There was, in the nineteenth century, a distinction made between "writers" and "authors," Susan S. Williams notes, the former defined as those who composed primarily from mere experience or observation rather than from the unique genius or imagination of the latter. If women were more often cast as writers than authors by the literary establishment, there also emerged in magazines, advice books, fictional accounts, and letters a specific model of female authorship, one that valorized "natural" feminine traits such as observation and emphasis on detail, while also representing the distance between amateur writing and professional authorship.
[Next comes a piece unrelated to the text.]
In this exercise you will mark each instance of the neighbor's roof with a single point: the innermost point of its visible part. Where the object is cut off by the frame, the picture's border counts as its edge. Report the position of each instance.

Attending to biographical and cultural contexts and offering fresh readings of literary works, Reclaiming Authorship focuses on the complex ways writers such as Maria S. Cummins, Louisa May Alcott, Elizabeth Keckley, Mary Abigail Dodge, Elizabeth Stuart Phelps, and Constance Fenimore Woolson put this model of female authorship into practice. Williams shows how it sometimes intersected with prevailing notions of male authorship and sometimes diverged from them, and how it is often precisely those moments of divergence when authorship was reclaimed by women.
The current trend to examine "women writers" rather than "authors" marks a full rotation of the circle, and "writers" can indeed be the more capacious term, embracing producers of everything from letters and diaries to published books. Yet certain nineteenth-century women made particular efforts to claim the title "author," Williams demonstrates, and we miss something of significance by ignoring their efforts.